Perché i leader azero e armeno, Aliev e Pashinjan, si sono incontrati senza stretta di mano (Euronews 11.01.21)
Primo incontro al vertice fra i presidenti armeno e azero dopo la guerra d’autunno nel Caucaso meridionale, nel Nagorno-Karabakh. I volti di Nikol Pashinjan e di Ilham Aliev tradivano imbarazzo, compensato però dalla sicurezza dell’anfitrione, il presidente russo Vladimir Putin, grande mattatore del cessate il fuoco che ora vuole un accordo definitivo tra Azerbaigian e Armenia sulle sorti dell’Alto Karabakh.
Per il presidente Putin, che ha messo in campo tutta la sua capacità di persuasione “l’accordo armistiziale funziona e ha messo fine alla guerra dei 44 giorni”.
Ed è su questa base che il leader del Cremlino ora vuole costruire un accordo di pace definitivo, che riporti la regione alla normalità dopo ben trentacinque anni di conflitti armati.
Se Putin ha svolto il ruolo di onesto sensale, i presidenti armeno e azero hanno invece misurato i gradi delle rispettive divergenze.
Infatti per Aliev la guerra è finita.
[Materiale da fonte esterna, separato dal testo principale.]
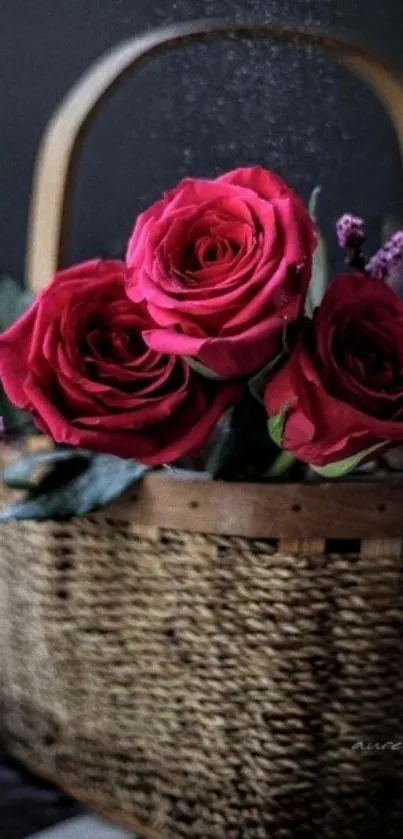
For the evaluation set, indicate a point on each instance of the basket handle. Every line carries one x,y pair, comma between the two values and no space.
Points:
61,142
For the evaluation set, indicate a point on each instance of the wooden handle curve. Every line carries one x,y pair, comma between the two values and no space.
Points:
61,142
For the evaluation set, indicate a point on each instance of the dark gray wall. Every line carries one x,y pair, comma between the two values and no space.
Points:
199,112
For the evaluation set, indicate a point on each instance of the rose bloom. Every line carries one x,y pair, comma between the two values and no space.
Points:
223,264
77,361
341,392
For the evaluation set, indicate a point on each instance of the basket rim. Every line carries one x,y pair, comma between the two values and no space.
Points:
338,510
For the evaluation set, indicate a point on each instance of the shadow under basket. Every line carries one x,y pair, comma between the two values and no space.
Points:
181,671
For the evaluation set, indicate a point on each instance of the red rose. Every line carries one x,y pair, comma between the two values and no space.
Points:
341,392
223,264
77,361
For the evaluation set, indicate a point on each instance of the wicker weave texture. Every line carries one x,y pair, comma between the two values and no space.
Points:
199,687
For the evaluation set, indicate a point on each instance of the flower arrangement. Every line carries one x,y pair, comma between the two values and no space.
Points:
215,344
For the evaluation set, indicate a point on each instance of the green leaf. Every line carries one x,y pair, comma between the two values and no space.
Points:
202,370
276,426
14,300
257,384
281,465
18,474
320,263
243,450
104,479
342,467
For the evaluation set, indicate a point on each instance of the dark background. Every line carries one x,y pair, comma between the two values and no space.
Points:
200,111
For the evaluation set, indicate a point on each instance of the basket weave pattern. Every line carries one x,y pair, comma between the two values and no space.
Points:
205,686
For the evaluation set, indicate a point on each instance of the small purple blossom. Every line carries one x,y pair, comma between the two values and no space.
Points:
350,231
387,258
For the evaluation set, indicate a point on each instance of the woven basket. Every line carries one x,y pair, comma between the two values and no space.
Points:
208,660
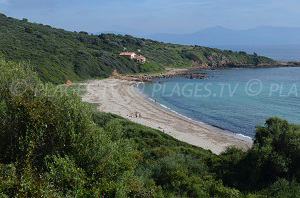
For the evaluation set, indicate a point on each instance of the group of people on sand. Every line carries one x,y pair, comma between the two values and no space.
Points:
135,115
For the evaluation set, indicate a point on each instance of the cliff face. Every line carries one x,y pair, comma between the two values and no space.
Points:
58,55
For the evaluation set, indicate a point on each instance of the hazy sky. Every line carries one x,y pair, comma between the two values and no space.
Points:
154,16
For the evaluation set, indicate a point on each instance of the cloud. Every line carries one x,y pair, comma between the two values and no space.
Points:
33,4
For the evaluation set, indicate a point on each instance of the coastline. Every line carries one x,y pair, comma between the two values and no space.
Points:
209,126
119,97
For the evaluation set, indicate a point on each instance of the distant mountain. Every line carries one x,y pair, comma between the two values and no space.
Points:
58,55
110,32
263,35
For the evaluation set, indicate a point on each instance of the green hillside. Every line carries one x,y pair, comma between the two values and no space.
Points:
54,145
58,55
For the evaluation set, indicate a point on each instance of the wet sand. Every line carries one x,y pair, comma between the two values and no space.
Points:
118,97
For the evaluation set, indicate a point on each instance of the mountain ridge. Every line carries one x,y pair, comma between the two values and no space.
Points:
261,35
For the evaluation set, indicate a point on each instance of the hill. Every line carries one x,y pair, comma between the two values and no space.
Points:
263,35
54,145
58,55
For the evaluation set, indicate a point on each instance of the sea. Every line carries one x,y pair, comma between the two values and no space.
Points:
234,100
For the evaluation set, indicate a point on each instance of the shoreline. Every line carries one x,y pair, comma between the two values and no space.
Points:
207,125
119,97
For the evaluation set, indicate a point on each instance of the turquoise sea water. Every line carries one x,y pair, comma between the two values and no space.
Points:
235,100
276,52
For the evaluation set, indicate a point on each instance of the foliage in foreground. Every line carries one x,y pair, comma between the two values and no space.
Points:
53,145
58,55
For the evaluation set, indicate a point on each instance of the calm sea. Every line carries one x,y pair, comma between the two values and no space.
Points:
276,52
236,100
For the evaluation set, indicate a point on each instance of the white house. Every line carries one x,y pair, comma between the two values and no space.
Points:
128,54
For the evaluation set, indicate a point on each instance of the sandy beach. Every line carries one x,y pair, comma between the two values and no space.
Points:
118,97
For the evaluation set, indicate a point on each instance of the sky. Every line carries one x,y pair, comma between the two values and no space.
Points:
154,16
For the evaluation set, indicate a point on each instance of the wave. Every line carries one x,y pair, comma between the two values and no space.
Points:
238,135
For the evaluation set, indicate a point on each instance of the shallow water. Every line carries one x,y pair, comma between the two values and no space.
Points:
236,100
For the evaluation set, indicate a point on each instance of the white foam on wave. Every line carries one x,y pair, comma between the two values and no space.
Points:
238,135
244,136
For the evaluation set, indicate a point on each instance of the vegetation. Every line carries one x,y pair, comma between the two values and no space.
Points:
53,145
58,55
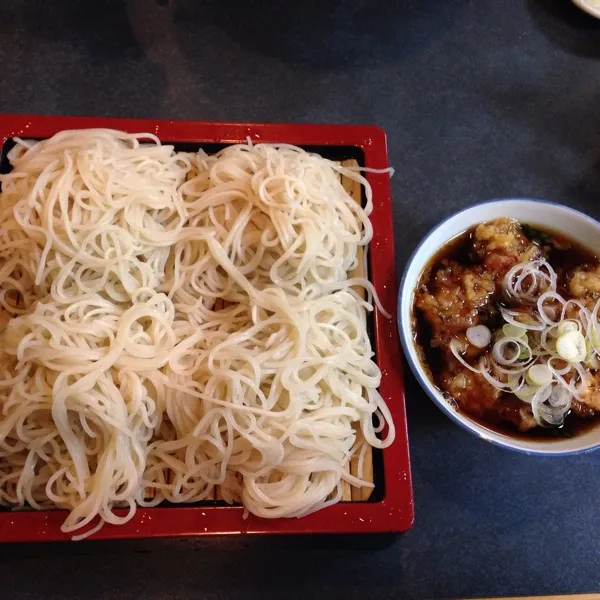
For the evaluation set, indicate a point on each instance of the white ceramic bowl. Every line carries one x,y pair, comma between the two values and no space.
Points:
572,224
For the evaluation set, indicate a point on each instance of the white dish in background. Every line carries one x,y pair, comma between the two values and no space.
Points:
592,7
572,224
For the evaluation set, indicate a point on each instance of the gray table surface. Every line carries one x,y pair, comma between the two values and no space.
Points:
480,99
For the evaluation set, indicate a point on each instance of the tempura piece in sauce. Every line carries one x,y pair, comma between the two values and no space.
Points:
501,244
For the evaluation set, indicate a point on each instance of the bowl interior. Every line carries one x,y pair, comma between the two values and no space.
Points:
569,222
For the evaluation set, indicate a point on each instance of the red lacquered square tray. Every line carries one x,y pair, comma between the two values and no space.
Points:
394,511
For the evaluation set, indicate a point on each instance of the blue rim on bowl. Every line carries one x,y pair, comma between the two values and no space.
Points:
545,213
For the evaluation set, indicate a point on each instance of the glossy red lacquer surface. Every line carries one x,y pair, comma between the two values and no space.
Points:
395,512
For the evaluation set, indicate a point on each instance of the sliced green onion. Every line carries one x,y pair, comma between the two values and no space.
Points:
571,346
539,375
479,335
514,331
567,326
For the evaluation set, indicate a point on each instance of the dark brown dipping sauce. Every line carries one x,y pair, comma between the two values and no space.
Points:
462,287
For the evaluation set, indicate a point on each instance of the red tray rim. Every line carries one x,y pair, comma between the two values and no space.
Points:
395,512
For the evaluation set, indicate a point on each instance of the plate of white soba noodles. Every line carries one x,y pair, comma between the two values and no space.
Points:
183,327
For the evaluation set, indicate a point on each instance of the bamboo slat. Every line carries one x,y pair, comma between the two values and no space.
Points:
354,494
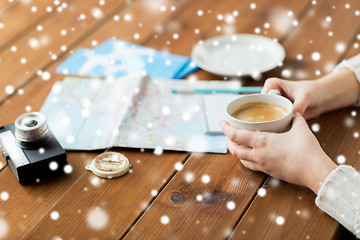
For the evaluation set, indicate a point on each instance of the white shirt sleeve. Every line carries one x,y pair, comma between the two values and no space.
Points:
339,197
352,64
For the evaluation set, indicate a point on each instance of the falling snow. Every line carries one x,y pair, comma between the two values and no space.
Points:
68,169
262,192
178,166
53,166
315,127
4,228
97,218
54,215
154,192
164,219
189,177
341,159
4,196
231,205
9,89
280,220
205,179
315,56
E le acquisizioni territoriali (per gli azeri “riconquista”) di una consistente porzione di Nagorno-Karabakh sono soddisfacenti. Per lui ora occorre “ripristinare la viabilità, i trasporti, e solidificare la stabilità e la sicurezza regionali”.
Secondo Pashinjan invece “il conflitto non è stato ancora risolto, nonostante il cessate il fuoco. Manca infatti lo status definitivo del Nagorno-Karabakh”.
La proposta del Cremlino è di creare un gruppo di lavoro regionale per la ricostruzione economica della regione. Per gli Armeni si tratta di recuperare per via diplomatica parte del territorio perduto nella enclave armena in territorio azero dell’Alto Karabakh, una repubblica mai riconosciuta dalla comunità internazionale.